Recourse against an arbitral award is provided under Section 34 of the Arbitration and Conciliation Act, 1996. It can be made by making an application for setting aside the award in accordance with sub-sections (2) and (3) of this Section. Section 34 (2) states that an arbitral award may be set aside by the court if a party furnishes proof that:

  • The party was under some incapacity.

  • The arbitration agreement is not valid under the law

  • The party making an application was not given proper information about the appointment of the arbitrator.

  • The arbitration tribunal has dealt with a matter that does not fall under the purview of the arbitration agreement.

  • The composition of the arbitration tribunal was not according to the arbitration agreement.

  • If the court finds that the subject matter of the dispute is not capable of being settled by arbitration.

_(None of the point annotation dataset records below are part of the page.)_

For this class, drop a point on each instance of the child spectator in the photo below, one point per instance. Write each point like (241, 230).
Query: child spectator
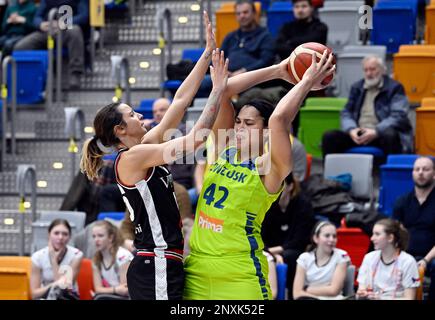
(110, 263)
(55, 267)
(388, 272)
(321, 271)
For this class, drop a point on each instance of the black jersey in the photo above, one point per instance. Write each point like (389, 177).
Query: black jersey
(153, 208)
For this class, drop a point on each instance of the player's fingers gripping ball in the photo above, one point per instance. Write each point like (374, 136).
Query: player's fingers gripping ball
(301, 59)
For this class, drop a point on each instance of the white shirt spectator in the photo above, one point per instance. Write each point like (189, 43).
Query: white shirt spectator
(389, 281)
(41, 259)
(321, 275)
(110, 276)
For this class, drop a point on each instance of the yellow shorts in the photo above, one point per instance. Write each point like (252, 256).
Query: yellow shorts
(227, 278)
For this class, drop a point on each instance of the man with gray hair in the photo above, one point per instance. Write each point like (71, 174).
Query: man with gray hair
(376, 114)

  • The arbitral award is in conflict with the public policy of India.

Section 34 (3) states that the request for setting aside the award shall be within three months of the receipt of the arbitral award.

This section especially focuses on the fact that an award passed could only be challenged on the grounds of impropriety, partiality, or patent illegality. The award could never be set aside based on the facts of a given case, i.e., once the award is passed by the arbitral tribunal, the award is final with respect to the determination of the facts of the case.

In other words, Section 34 only comes into play if the arbitrator or parties have committed gross illegality or an unwarranted act that affects the interests of the parties in dispute.


Section 37 deals with appeals. Appeals shall lie from the following orders to the court authorized by law to hear appeals from the original decrees of the court which are as follows:

  • Granting or refusing to set aside the award as mentioned above in Section 34 (2) and/or Section 34 (3)

  • Granting or refusing to grant a measure in Section 9, wherein interim measures are to be provided by the court.

An appeal shall also lie to the court if the arbitral tribunal refuses to provide interim measures to the parties and where the arbitral tribunal is exceeding its jurisdiction or deciding matters that are not in its scope.